Bakers' Hall is a historic building in Bristol that originally served as a monastery infirmary and bakers' guild hall. It dates back to around 1230 as part of the Dominican friary, with the guild hall being added around 1540. The building was converted into a house in the 18th century and underwent restoration in the 19th and 20th centuries. It features pennant rubble construction with limestone dressings and a sprocketed pantile roof, and it has a first-floor hall plan across two storeys.

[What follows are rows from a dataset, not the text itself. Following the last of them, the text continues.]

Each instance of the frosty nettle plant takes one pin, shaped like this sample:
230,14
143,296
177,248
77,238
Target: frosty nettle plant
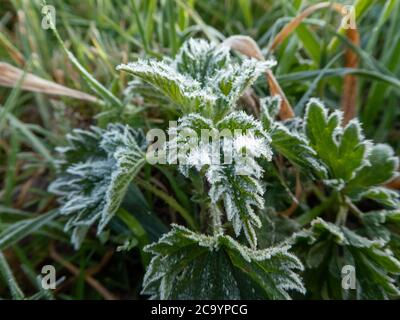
237,246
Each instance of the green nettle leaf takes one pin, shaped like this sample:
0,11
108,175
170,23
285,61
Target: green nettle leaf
234,178
202,78
293,145
385,225
94,173
381,167
343,150
188,265
326,248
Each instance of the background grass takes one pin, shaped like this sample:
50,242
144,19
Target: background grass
104,33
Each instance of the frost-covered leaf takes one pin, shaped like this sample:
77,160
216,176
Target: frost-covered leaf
187,265
230,165
326,248
201,59
202,78
290,143
343,150
95,170
385,225
182,90
380,168
382,195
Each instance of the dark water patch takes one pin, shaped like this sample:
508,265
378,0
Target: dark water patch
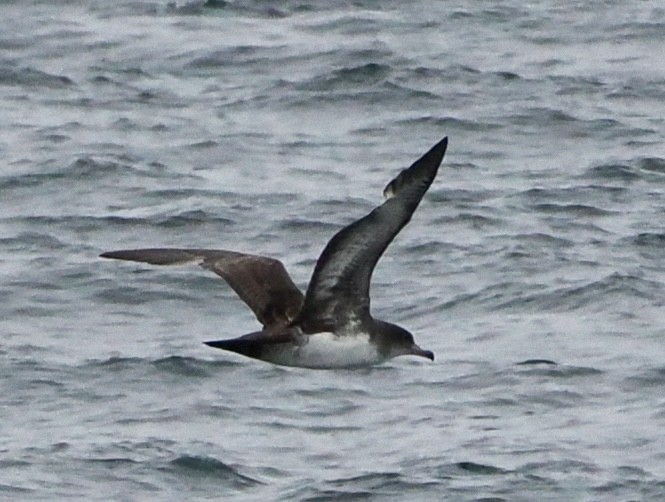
539,240
83,169
533,362
171,364
460,196
577,210
477,221
210,468
191,218
184,366
367,486
654,240
15,490
301,225
447,123
576,193
32,240
348,78
613,288
233,56
628,171
649,379
126,295
32,78
655,165
482,469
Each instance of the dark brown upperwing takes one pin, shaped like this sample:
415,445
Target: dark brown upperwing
338,292
262,283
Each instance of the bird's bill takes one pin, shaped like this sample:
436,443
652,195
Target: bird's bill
417,351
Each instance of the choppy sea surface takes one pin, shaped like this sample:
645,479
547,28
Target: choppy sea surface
534,268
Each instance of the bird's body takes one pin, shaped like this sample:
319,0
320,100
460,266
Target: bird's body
331,325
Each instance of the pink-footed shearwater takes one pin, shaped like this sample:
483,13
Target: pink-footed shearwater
331,325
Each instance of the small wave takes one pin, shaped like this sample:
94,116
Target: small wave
29,77
577,210
201,466
484,469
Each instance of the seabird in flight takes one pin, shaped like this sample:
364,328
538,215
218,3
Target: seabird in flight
330,326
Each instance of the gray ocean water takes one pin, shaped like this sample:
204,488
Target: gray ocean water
534,268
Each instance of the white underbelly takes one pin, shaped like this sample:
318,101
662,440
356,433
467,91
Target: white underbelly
328,351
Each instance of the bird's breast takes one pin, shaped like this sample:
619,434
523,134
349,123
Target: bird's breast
327,351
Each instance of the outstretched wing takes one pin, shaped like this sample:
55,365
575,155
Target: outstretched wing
338,292
262,283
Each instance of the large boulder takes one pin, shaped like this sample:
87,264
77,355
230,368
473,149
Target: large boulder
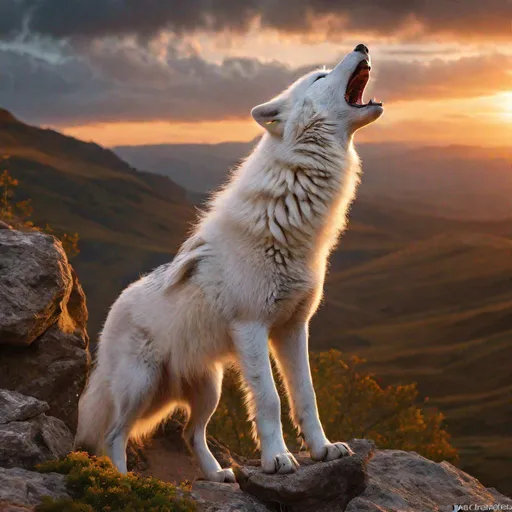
370,481
27,435
43,339
408,482
20,488
315,487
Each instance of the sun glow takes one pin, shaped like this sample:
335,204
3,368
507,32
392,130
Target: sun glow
505,100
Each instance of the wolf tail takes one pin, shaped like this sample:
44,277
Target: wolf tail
95,410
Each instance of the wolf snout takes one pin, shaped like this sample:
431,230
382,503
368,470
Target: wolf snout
362,48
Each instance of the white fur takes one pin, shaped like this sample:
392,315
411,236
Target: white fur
251,271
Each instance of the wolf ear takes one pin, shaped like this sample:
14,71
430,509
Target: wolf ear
270,116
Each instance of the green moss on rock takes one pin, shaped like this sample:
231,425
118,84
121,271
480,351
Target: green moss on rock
96,486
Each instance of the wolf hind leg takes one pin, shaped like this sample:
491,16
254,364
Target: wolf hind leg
203,397
133,388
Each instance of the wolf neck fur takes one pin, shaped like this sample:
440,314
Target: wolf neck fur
291,199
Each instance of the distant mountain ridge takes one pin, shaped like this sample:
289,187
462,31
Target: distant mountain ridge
128,221
452,181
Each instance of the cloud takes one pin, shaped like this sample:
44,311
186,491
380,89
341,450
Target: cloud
439,79
100,18
121,81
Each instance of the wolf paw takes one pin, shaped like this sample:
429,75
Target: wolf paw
331,451
222,476
281,464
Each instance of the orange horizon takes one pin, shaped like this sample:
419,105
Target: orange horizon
485,121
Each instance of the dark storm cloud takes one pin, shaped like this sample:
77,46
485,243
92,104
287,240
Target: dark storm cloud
120,84
96,18
116,82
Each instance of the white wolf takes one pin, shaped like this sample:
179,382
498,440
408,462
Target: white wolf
250,275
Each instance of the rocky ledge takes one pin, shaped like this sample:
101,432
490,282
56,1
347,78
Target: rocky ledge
370,481
43,338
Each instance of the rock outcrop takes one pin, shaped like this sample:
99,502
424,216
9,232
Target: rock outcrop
20,489
407,482
27,435
371,481
43,339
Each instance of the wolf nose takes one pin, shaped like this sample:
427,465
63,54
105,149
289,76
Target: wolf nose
361,48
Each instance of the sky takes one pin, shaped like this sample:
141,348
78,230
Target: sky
128,72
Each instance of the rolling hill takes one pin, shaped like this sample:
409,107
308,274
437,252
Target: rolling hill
128,221
453,181
423,297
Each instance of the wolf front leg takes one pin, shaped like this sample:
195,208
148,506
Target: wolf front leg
251,343
290,348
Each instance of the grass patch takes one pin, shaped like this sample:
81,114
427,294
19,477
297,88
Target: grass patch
96,486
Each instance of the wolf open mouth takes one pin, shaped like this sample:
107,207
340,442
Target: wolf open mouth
356,85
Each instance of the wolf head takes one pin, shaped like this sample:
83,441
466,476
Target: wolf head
335,95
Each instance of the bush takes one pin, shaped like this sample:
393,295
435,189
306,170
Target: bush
351,404
96,486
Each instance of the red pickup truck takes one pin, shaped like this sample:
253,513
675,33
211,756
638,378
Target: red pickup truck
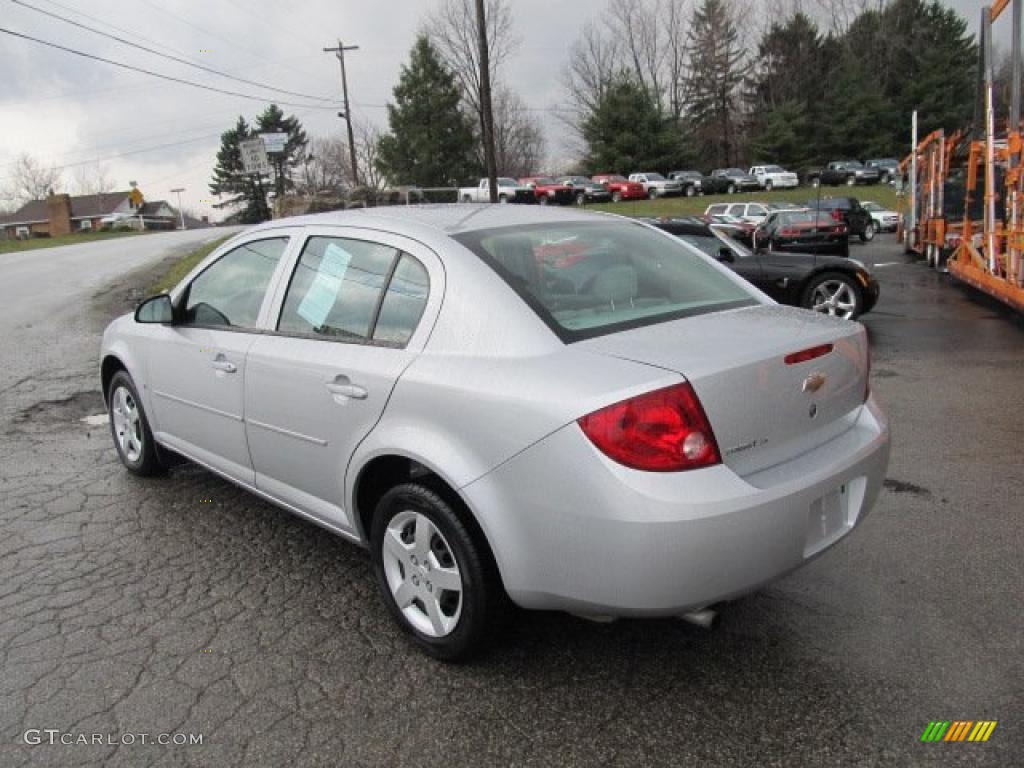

The south elevation has been much rebuilt and includes a three-window first-floor range. There is a central 20th-century external stack, flanked on the right by two mid-19th century two-light plate-tracery windows, and above them are four 20th-century windows with plain stone architraves. To the left of the stack is an 18th-century segmental brick arch over a similar mid-19th century plate-tracery window, along with a springer for 13th-century arched windows. The ground floor features, from left to right, a blocked 13th-century pointed-arched doorway, jambs for a 17th-century window, a blocked 17th-century two-light stone-mullioned window, and half of a 15th-century Perpendicular window that was reset in 1961, taken from the nave of the former friary church.

The west gable end has a 17th-century doorway with a chamfered arch and a 19th-century six-over-six pane sash window set under a concrete lintel. The north elevation displays two mid-20th century pointed-arched openings beneath 17th-century relieving arches, with springers for a blocked 13th-century arch on the left and a similar arch above a blocked first-floor window.

Inside, the building features a 14th-century five-and-a-half bay arch-braced collar beam crown-post roof, which is possibly the oldest roof in Bristol. It includes lateral bracing to the crown post principals, lower pointed-arched wind braces, chamfered through-purlins, and a wall plate set on 20th-century corbels. The common rafters and collars are mostly from the 20th century, and there is a chimney breast from the inserted 18th-century house at the west end. The ground-floor passage likely served as the south walk of the 'lower cloister', with the east walk now covered by the New Hall. After the Reformation, the building was purchased by the Bakers' Guild.